La fausse information sur ces soldats français refait surface alors que la mort du chef de Boko Haram, Abubakar Shekau, vient d'être confirmée par un groupe jihadiste rival, qui a assuré dans un enregistrement audio qu’il s’était "suicidé lors de combats contre le groupe jihadiste rival de l'Etat islamique en Afrique de l'Ouest (Iswap)". 

"Shekau a préféré l'humiliation dans l'au-delà à l'humiliation sur Terre. Il s'est donné la mort en déclenchant un explosif", assure dans cet enregistrement une voix semblant être celle du chef de l'Iswap Abu Musab Al-Barnawi. Ce document a été remis à l'AFP par une source relayant habituellement les messages du groupe.
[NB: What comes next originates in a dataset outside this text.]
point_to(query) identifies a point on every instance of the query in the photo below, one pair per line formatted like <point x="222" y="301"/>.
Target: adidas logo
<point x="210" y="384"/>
La mort d’Abubakar Shekau, figure historique de Boko Haram, connue pour son ultraviolence et sa cruauté, avait été évoquée dès le 20 mai par des médias du Nigeria, fief du groupe jihadiste. Ce dernier est resté depuis lors silencieux sur la mort de son chef, l'armée nigériane ayant assuré de son côté qu’elle enquêtait.

Le conflit dans le Nord-Est du Nigeria, où sévissent Boko Haram et le groupe Etat islamique en Afrique de l'Ouest (Iswap), qui en est une branche dissidente, a fait plus de 36.000 morts depuis 2009, dont la moitié sont des civils. Il a contraint plus de deux millions de personnes à fuir leur domicile, selon l'ONU. La violence jihadiste dans le Nord-Est du Nigeria a depuis essaimé au Tchad, au Cameroun et au Niger voisins.